France Faces ‘Most Severe’ Drought as Heat Persists in Europe

France Faces ‘Most Severe’ Drought as Heat Persists in Europe

In Britain, although only two water companies have imposed a ban on outdoor hoses, others are already warning that restrictions could be brought in if the dry weather persists. The ban currently affects millions of people in southern England, barring them from cleaning cars, watering gardens or filling pools. Rule-breakers in some areas could be hit with a 1,000 pound fine, or about $1,200.

The drought has been particularly devastating for European agriculture, which was already suffering from an abnormally dry spring season, parching crops, making it harder to feed livestock and raising worries about reduced harvests.

This week, the European Union’s executive arm urged the bloc’s member states to reuse treated urban wastewater for farm irrigation.

“Freshwater resources are scarce and increasingly under pressure,” Virginijus Sinkevicius, a union environment commissioner, said in a statement, adding that “in times of unprecedented temperature peaks, we need to stop wasting water and use this resource more efficiently.”
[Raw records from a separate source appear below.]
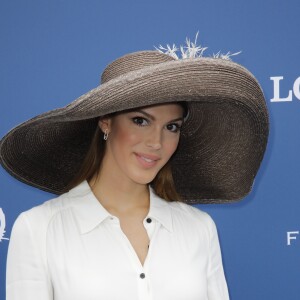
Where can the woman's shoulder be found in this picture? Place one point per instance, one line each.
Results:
(191, 213)
(43, 213)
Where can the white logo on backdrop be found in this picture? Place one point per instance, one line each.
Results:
(277, 96)
(291, 236)
(2, 225)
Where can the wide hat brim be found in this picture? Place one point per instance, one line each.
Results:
(222, 141)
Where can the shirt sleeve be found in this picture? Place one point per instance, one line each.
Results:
(26, 275)
(217, 286)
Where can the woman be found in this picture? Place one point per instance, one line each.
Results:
(157, 132)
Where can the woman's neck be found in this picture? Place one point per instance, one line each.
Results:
(119, 195)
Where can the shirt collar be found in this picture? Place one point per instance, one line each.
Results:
(90, 213)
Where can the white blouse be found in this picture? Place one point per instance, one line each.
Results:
(71, 248)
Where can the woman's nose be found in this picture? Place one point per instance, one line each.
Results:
(154, 139)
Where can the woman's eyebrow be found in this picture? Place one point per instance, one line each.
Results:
(153, 117)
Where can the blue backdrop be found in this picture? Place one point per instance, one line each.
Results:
(53, 51)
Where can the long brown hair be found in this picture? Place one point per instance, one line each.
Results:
(163, 183)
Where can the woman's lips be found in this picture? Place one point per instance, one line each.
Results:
(147, 160)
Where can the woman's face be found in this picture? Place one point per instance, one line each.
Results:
(140, 142)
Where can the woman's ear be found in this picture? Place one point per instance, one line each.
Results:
(104, 123)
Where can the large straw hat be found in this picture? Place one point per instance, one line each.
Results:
(222, 141)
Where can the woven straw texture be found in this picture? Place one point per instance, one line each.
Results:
(222, 142)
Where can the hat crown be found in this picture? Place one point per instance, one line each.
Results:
(133, 62)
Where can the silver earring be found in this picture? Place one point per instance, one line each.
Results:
(105, 136)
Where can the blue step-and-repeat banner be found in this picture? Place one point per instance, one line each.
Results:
(54, 51)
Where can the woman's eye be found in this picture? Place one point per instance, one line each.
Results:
(173, 127)
(140, 121)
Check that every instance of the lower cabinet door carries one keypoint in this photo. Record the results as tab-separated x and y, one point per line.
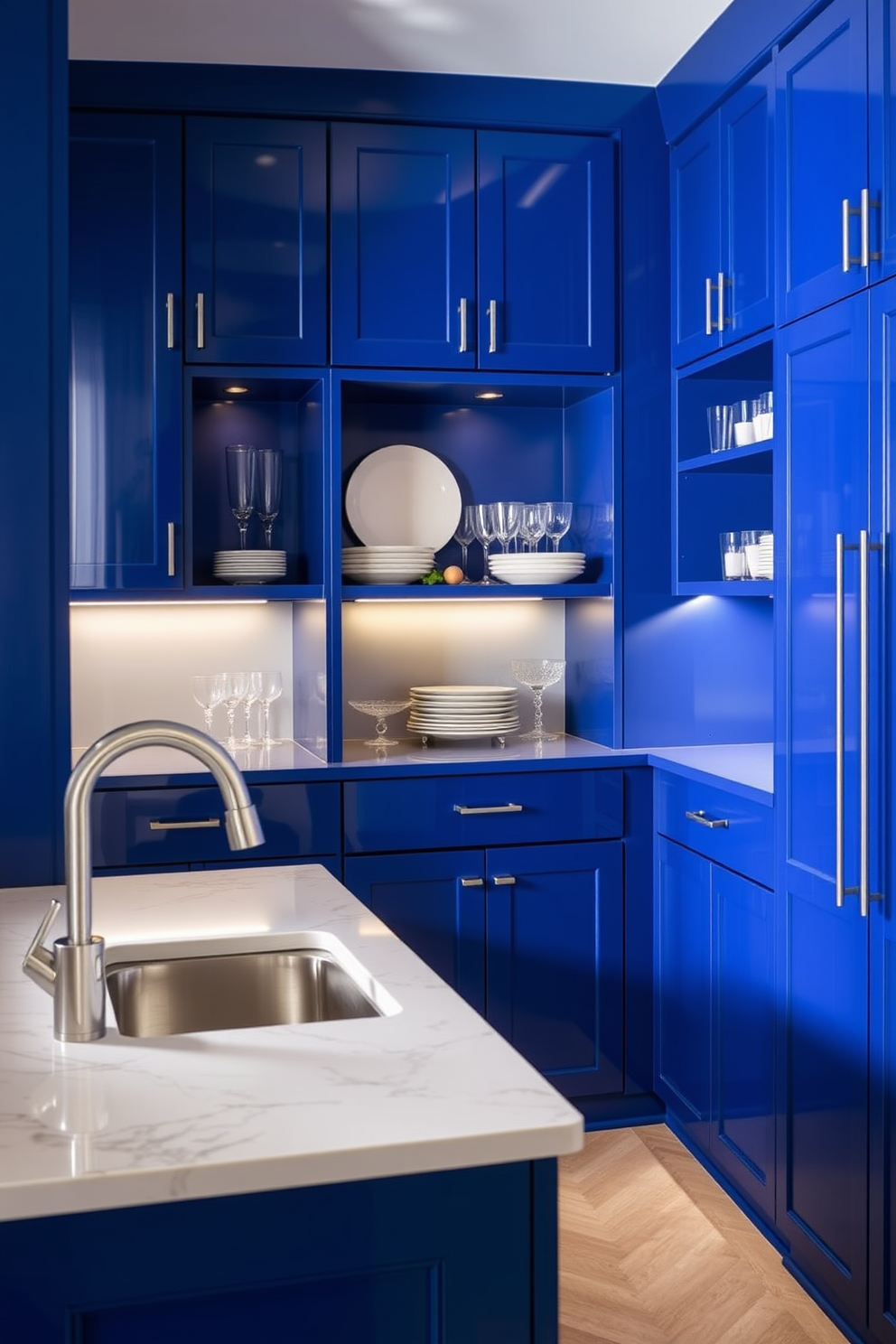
684	986
742	1139
435	903
555	984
In Italy, Coldiretti, a confederation of national agricultural producers, said last week that 250,000 farms were struggling because of the drought and soaring energy costs. One farmer out of 10 might never recover, the association said in a statement. On Thursday, the outgoing Italian government allocated some 200 million euros, or $204 million, to assist farmers.

But the drought has struck in other ways as well.

In the Italian town of Borgoforte, a few miles south of Mantua, an unexploded World War II-era bomb emerged from the Po riverbed as waters declined, forcing the evacuation this weekend of 3,000 residents, local news media reported.